Suppose $A\subset \mathbb{R}$ is domain of function $f(x)$ on which it is uniformly continuous and $f(x)$ has property that for each $x_0 \in \overline A -A$ , $$\lim_{x \to x_0^-} f(x)= \lim_{x \to x_0^+}f(x).$$
Lets extend the domain of $f(x)$ to $\overline A$, by writing $f(x_0)=\lim_{x \to x_0}f(x)$ for each $x_0 \in \overline A -A$ , so that $f(x)$ is continuous on $\overline A$.
Will $f(x)$ be uniformly continuous on $\overline A$ ?
If cardianility of $\overline A -A$ is finite, then it is obviously true, so my question is about infinite case.
Yes, it is true. Clearly, $f$ continuous and $A$ is dense in $\overline A$. This, together with the fact that $f|_A$ is uniformly continuous, is enough to prove that $f$ is uniformly continuous.

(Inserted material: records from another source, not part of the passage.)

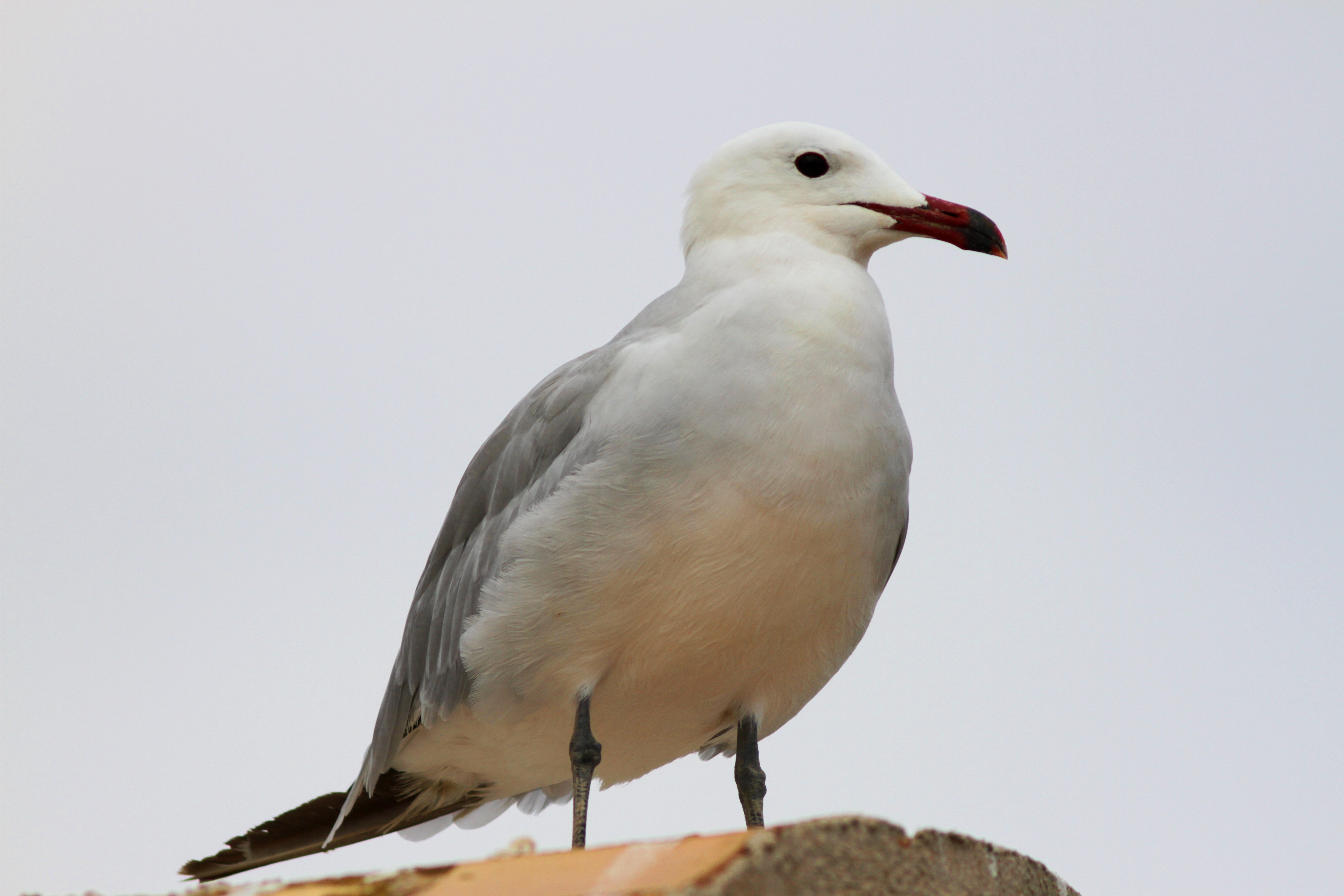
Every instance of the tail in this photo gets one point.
(303, 831)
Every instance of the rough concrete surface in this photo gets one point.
(824, 858)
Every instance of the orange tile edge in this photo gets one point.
(655, 867)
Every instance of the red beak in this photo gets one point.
(949, 222)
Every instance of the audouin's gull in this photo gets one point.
(673, 542)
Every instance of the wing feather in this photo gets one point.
(519, 465)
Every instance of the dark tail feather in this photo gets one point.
(300, 832)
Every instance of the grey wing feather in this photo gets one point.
(519, 465)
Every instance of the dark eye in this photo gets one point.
(812, 164)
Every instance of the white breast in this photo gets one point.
(722, 555)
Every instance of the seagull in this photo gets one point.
(674, 541)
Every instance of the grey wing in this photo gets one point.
(519, 465)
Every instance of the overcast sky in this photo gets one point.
(273, 271)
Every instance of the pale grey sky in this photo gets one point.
(273, 271)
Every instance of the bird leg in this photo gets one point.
(749, 776)
(585, 755)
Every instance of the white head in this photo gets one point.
(824, 186)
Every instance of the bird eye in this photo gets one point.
(812, 164)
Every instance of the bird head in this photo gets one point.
(827, 187)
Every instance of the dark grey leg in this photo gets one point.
(585, 755)
(749, 776)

Take $\varepsilon>0$. Since $f$ is uniformly continuous on $A$, there is a $\delta>0$ such that$$(\forall x,y\in A):|x-y|<\delta\implies\bigl|f(x)-f(y)\bigr|< \frac{\varepsilon}2.$$Now let $x,y\in\overline A$ be arbitrary with $|x-y|<\delta$. There are sequences $(x_n)_{n\in\mathbb N}$ and $(y_n)_{n\in\mathbb N}$ of elements of $A$ such that $\lim_{n\to\infty}x_n=x$ and that $\lim_{n\to\infty}y_n=y$. Since $|x-y|<\delta$, we can assume, without loss of generality, that $(\forall n\in\mathbb{N}):|x_n-y_n|<\delta$, which implies that $(\forall n\in\mathbb{N}):\bigl|f(x_n)-f(y_n)\bigr|<\frac\varepsilon2$. So,$$\bigl|f(x)-f(y)\bigr|=\lim_{n\to\infty}\bigl|f(x_n)-f(y_n)\bigr|\leqslant\frac\varepsilon2<\varepsilon.$$